Regulamento de notificação de incidentes em debate na ANPD

regulamento-de-notificacao-de-incidentes-em-debate-na-anpd

Recentemente, a ANPD realizou uma Audiência Pública para debater a minuta do Regulamento de Comunicação de Incidente de Segurança com Dados Pessoais. O tema em questão já foi objeto de análise através de tomada de subsídios e Consulta Pública. A redação da proposta, contudo, ainda carece de aprimoramentos.

São muitos os temas controversos e tudo indica estarmos diante de um complexo e oneroso embate jurídico entre o “ser” (que corresponde ao real e factível) e o “dever ser”, cuja previsão nos parece necessitar de algumas lições da teoria do Utilitarismo.

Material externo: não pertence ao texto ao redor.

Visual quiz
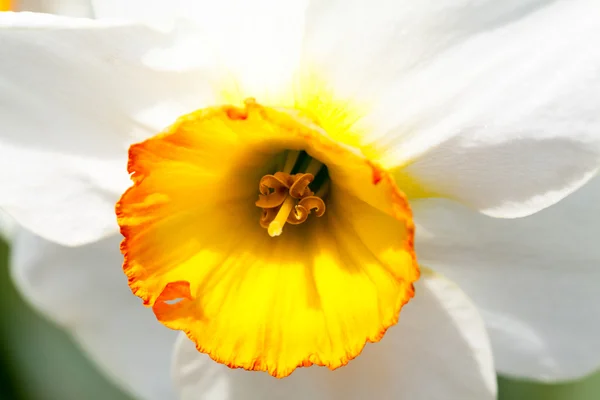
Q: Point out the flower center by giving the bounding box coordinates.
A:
[256,150,329,237]
[0,0,12,11]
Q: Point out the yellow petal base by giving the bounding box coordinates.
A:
[117,101,419,377]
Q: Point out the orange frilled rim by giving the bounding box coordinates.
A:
[0,0,13,11]
[116,101,419,378]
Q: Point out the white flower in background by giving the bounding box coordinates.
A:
[0,0,600,400]
[0,0,93,17]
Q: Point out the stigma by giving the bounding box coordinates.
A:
[255,151,329,237]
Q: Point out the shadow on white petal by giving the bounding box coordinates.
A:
[173,277,496,400]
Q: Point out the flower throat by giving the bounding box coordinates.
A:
[255,150,329,237]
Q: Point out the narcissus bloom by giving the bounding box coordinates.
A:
[0,0,600,399]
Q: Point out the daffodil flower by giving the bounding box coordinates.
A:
[0,0,600,399]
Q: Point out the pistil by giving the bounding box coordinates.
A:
[256,151,329,237]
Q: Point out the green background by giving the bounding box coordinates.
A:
[0,238,600,400]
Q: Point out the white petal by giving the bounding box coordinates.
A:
[94,0,309,104]
[173,273,496,400]
[305,0,600,217]
[413,178,600,380]
[0,209,16,242]
[0,13,219,245]
[14,0,93,17]
[11,230,176,400]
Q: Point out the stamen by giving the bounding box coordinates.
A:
[267,196,296,237]
[255,150,329,237]
[306,158,323,176]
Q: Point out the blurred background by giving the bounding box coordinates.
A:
[0,234,600,400]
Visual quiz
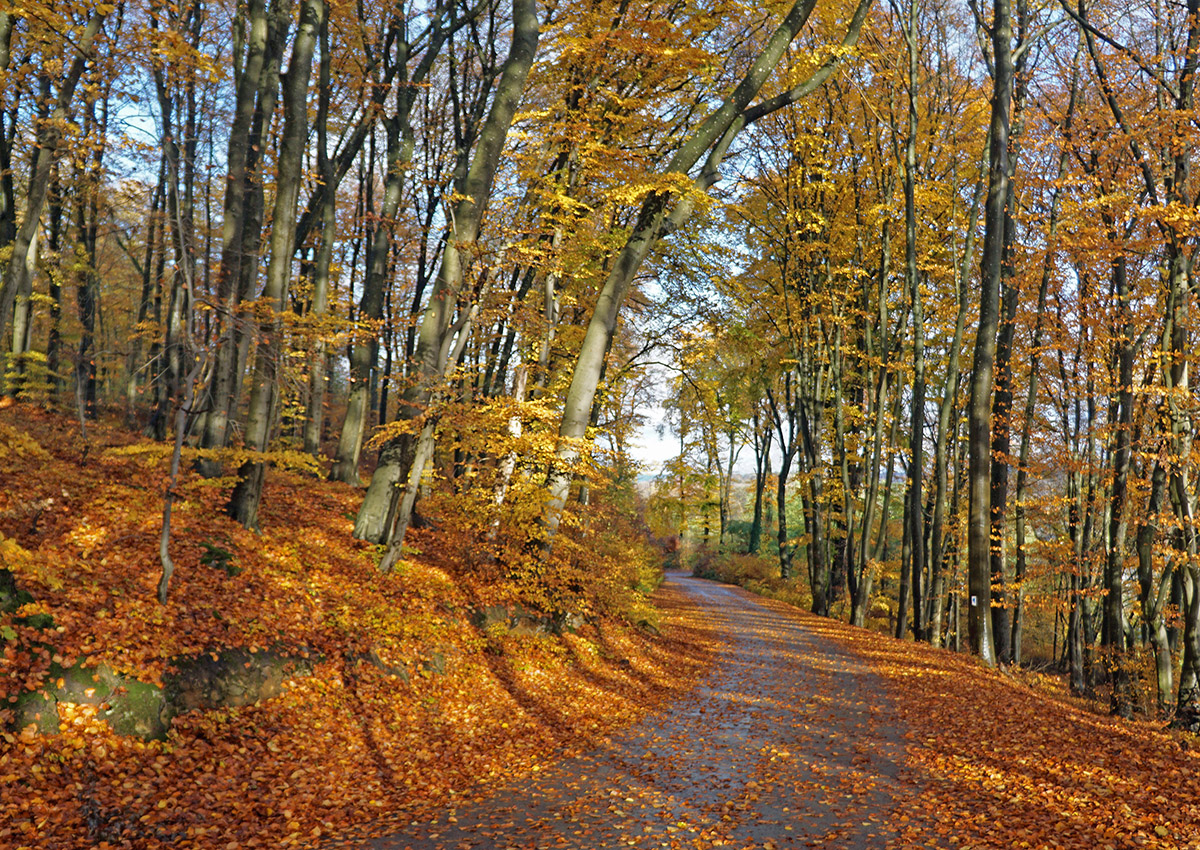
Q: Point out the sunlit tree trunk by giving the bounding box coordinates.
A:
[967,0,1013,665]
[228,0,326,528]
[354,0,540,547]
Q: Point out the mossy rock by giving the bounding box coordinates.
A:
[102,678,175,741]
[163,648,312,712]
[13,648,312,741]
[0,569,34,613]
[12,690,59,735]
[13,662,175,740]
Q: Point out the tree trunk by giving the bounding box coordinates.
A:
[354,0,542,547]
[228,0,326,528]
[967,0,1013,665]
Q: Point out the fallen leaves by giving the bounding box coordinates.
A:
[0,405,709,850]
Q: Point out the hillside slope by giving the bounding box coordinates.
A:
[0,405,710,850]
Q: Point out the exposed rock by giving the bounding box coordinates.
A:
[346,650,408,682]
[13,648,314,740]
[163,648,312,713]
[13,662,178,740]
[472,605,583,636]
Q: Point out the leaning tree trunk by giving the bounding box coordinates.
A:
[354,0,542,552]
[544,0,871,537]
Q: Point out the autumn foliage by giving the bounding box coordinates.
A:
[0,405,707,850]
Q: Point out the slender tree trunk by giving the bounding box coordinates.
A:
[354,0,542,545]
[228,0,326,528]
[967,0,1013,665]
[545,0,870,535]
[0,10,107,391]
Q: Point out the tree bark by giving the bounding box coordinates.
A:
[228,0,328,528]
[967,0,1013,666]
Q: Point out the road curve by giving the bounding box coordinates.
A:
[366,573,912,850]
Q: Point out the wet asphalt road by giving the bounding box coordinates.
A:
[365,574,912,850]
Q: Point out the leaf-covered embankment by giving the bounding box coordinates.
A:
[787,615,1200,850]
[0,406,710,850]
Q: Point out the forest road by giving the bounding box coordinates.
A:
[365,573,917,850]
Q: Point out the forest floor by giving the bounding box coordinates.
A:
[0,405,715,850]
[350,574,1200,850]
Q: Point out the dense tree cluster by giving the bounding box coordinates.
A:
[7,0,1200,724]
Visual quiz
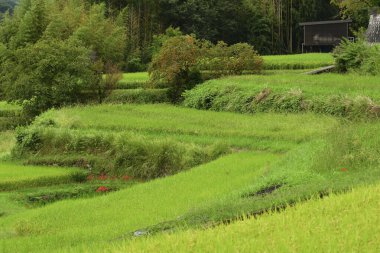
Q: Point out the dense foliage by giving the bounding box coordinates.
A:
[150,35,263,102]
[333,39,380,75]
[0,0,126,116]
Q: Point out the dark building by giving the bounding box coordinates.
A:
[300,20,352,52]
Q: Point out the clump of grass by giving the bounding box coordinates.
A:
[184,71,380,118]
[14,125,229,179]
[104,89,169,104]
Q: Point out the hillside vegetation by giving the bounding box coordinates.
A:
[184,72,380,118]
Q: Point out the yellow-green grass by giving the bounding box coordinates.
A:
[184,72,380,118]
[263,53,334,70]
[34,104,337,150]
[0,105,380,252]
[0,101,21,111]
[190,72,380,102]
[104,185,380,252]
[0,152,279,252]
[0,161,81,191]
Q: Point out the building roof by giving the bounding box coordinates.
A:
[300,19,352,26]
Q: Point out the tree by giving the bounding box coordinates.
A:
[149,35,201,102]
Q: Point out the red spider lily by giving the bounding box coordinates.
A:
[98,174,108,180]
[96,186,109,192]
[123,176,131,181]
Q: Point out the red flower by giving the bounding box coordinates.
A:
[96,186,109,192]
[98,174,108,180]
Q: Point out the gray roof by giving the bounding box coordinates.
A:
[300,19,352,26]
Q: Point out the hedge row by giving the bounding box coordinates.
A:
[184,85,380,118]
[13,125,229,179]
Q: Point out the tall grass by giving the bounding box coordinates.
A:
[184,73,380,118]
[14,105,336,179]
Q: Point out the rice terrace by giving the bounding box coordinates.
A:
[0,0,380,253]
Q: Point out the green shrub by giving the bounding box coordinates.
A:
[0,41,100,116]
[333,39,371,72]
[198,42,263,76]
[183,85,380,119]
[149,36,202,103]
[104,89,169,104]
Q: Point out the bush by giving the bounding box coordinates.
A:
[13,125,228,179]
[104,89,170,104]
[333,39,380,75]
[149,36,263,102]
[149,36,202,103]
[0,41,100,116]
[198,42,263,76]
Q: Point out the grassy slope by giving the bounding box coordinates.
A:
[191,72,380,102]
[263,53,334,69]
[0,105,337,251]
[107,186,380,252]
[35,105,336,151]
[0,162,76,185]
[0,153,277,252]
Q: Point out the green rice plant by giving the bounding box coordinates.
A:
[13,104,335,179]
[263,53,334,70]
[0,131,16,160]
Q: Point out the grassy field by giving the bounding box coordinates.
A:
[107,186,380,252]
[0,102,380,252]
[0,101,21,111]
[263,53,334,70]
[0,54,380,252]
[17,105,337,179]
[184,72,380,117]
[0,161,82,191]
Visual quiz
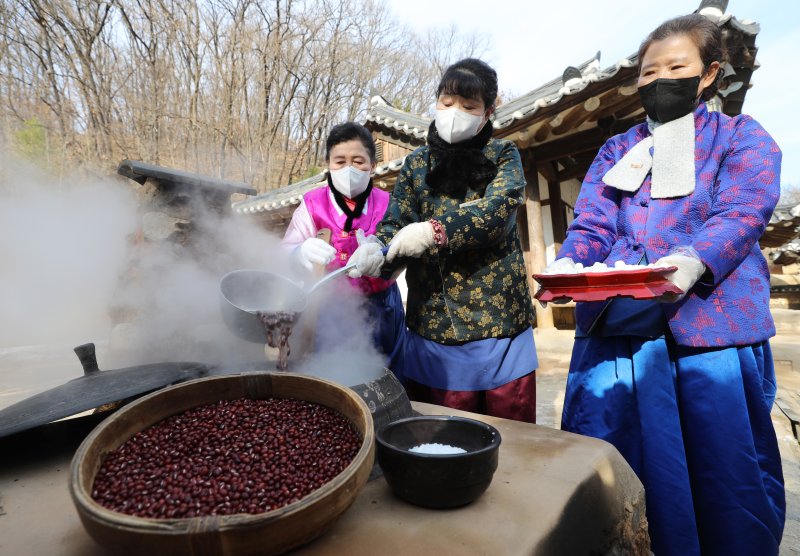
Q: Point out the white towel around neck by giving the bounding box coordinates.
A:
[603,112,695,199]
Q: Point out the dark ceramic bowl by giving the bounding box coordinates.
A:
[375,416,500,508]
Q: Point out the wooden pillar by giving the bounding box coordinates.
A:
[519,149,555,330]
[536,162,567,253]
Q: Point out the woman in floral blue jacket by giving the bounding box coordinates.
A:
[548,15,785,556]
[352,58,536,422]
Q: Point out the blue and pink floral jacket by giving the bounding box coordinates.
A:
[558,103,781,347]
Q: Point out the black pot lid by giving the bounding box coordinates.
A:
[0,344,209,438]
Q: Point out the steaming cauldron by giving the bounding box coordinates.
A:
[219,270,413,456]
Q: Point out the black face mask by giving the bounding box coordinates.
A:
[639,75,700,124]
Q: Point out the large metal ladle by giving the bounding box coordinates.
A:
[220,247,388,344]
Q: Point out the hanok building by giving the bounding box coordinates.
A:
[233,0,760,328]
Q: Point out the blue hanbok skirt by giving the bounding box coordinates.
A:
[561,335,786,556]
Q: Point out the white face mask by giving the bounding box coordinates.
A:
[330,166,369,199]
[436,106,484,144]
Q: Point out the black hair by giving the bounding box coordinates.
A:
[639,14,727,100]
[436,58,497,110]
[325,122,377,162]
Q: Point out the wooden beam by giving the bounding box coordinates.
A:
[531,127,607,164]
[553,97,601,135]
[520,149,555,330]
[547,179,567,253]
[589,95,642,122]
[494,68,636,138]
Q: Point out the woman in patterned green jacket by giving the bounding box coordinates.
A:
[352,59,537,422]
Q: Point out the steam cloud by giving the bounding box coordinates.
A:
[0,152,385,396]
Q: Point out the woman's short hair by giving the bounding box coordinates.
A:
[325,122,377,162]
[639,14,726,100]
[436,58,497,109]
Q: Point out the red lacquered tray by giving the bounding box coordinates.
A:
[533,266,683,301]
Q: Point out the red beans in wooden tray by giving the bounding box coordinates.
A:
[92,398,362,519]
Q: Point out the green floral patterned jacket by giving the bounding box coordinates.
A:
[377,139,533,344]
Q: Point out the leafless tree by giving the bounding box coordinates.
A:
[0,0,487,191]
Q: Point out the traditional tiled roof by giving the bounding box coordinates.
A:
[367,95,431,141]
[233,7,760,220]
[367,12,761,139]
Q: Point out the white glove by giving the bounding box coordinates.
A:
[297,237,336,270]
[653,253,706,303]
[542,257,578,274]
[386,222,433,262]
[347,230,383,278]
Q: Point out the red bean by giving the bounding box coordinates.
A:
[92,398,361,519]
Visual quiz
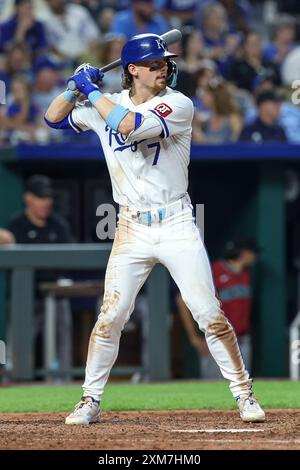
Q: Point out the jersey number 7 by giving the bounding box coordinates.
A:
[148,142,160,166]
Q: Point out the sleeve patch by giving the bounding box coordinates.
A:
[154,103,173,117]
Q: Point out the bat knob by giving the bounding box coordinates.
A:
[68,80,77,91]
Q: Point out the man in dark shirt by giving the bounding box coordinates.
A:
[0,175,73,369]
[239,90,287,144]
[8,175,72,244]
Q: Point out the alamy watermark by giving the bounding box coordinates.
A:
[0,80,6,104]
[0,340,6,364]
[96,203,204,241]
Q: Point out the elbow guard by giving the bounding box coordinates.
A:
[126,110,169,142]
[44,116,72,129]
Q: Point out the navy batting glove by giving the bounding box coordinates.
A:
[68,70,99,96]
[85,65,104,83]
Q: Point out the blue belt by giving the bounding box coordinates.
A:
[137,208,167,225]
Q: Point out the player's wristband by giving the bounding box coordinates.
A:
[88,90,103,106]
[106,104,130,131]
[63,90,77,103]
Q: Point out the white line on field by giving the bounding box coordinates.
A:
[172,429,264,433]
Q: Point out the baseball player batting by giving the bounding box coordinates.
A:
[45,30,265,424]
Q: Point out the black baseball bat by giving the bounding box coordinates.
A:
[68,29,182,91]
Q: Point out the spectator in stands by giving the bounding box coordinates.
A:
[32,56,65,116]
[0,78,39,144]
[176,239,259,379]
[0,44,31,94]
[111,0,170,39]
[0,0,48,55]
[226,31,280,91]
[202,3,241,74]
[177,27,204,73]
[160,0,197,28]
[193,77,243,144]
[192,59,218,115]
[239,90,287,143]
[37,0,100,61]
[244,74,300,144]
[97,7,116,35]
[97,34,125,93]
[197,0,254,34]
[219,0,254,33]
[32,56,65,143]
[281,46,300,87]
[263,15,296,64]
[175,27,204,96]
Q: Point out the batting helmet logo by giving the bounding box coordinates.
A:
[156,38,167,51]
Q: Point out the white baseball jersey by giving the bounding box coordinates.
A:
[69,87,194,211]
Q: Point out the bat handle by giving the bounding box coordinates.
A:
[68,80,77,91]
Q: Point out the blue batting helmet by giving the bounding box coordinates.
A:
[121,34,177,70]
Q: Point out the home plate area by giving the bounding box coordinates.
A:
[0,409,300,450]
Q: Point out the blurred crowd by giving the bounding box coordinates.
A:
[0,0,300,145]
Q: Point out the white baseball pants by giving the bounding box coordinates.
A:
[82,200,252,400]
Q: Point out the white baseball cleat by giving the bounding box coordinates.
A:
[65,397,100,424]
[236,393,266,423]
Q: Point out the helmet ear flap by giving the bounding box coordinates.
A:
[166,59,178,88]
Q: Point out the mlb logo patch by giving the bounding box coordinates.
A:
[154,103,173,117]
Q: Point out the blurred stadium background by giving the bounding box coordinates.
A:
[0,0,300,390]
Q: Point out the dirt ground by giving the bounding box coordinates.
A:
[0,410,300,450]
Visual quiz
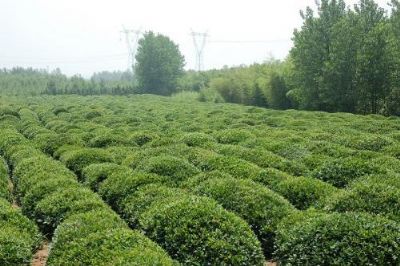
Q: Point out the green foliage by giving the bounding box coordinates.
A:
[0,199,41,265]
[139,196,264,265]
[136,155,200,184]
[313,158,375,188]
[47,211,172,265]
[271,177,337,210]
[275,213,400,265]
[99,172,166,209]
[191,178,295,257]
[60,148,113,176]
[135,31,185,95]
[82,163,132,191]
[34,187,106,234]
[324,177,400,222]
[198,88,225,103]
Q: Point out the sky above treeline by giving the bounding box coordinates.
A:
[0,0,389,77]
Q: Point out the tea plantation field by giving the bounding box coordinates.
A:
[0,95,400,265]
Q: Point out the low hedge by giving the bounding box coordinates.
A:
[139,196,265,265]
[60,148,113,177]
[181,132,216,147]
[324,178,400,222]
[82,163,132,191]
[0,199,41,265]
[213,129,255,144]
[35,133,84,155]
[119,184,181,228]
[18,176,79,218]
[215,145,307,176]
[0,157,12,202]
[129,131,160,146]
[136,155,200,184]
[47,210,172,266]
[192,178,295,258]
[271,177,338,210]
[99,172,167,209]
[275,212,400,265]
[34,187,107,235]
[313,158,376,188]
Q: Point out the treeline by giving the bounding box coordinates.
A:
[0,67,135,96]
[180,0,400,115]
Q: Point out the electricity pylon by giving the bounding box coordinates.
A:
[121,26,142,74]
[191,30,209,71]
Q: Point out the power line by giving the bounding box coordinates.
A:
[121,26,142,73]
[191,30,209,71]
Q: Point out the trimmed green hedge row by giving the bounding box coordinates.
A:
[0,127,173,265]
[323,176,400,222]
[0,157,12,202]
[191,177,295,258]
[83,163,263,265]
[275,212,400,265]
[0,199,41,265]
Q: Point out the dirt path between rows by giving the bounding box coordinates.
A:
[31,240,49,266]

A seguir, elencamos breve resumo de três dos principais pontos em debate:

  1. Definição de risco relevante

Quando falamos em comunicação de incidentes de segurança com dados pessoais, é incontroverso que, segundo a LGPD (art. 48), nem todo incidente implica no dever de comunicação à ANPD e aos titulares, mas somente aqueles que possam acarretar risco ou dano relevante a esses últimos.

Essa limitação é extremamente relevante, à medida que incidentes de segurança são corriqueiros em qualquer organização e uma obrigação irrestrita de comunicação pode gerar efeito oposto ao que se deseja, isto é, viabilizar a adoção de medidas para mitigar impactos negativos aos titulares.

No Relatório de Análise de Impacto Regulatório (AIR), a ANPD, inclusive, demonstrou acertadamente preocupação com a potencial “fadiga” do processo de comunicação, levando ao entendimento de que a comunicação de um incidente, seja ao titular dos dados, seja à própria Autoridade, deveria ser lida como um ato intermediário e não um fim em si mesmo.

Apesar disso, nota-se que a redação final do art. 5º do Regulamento sobre o que seria “risco ou dano relevante aos titulares”, utiliza critérios extremamente amplos que podem conduzir a um cenário de notificações exageradas e, acima de tudo, desnecessárias.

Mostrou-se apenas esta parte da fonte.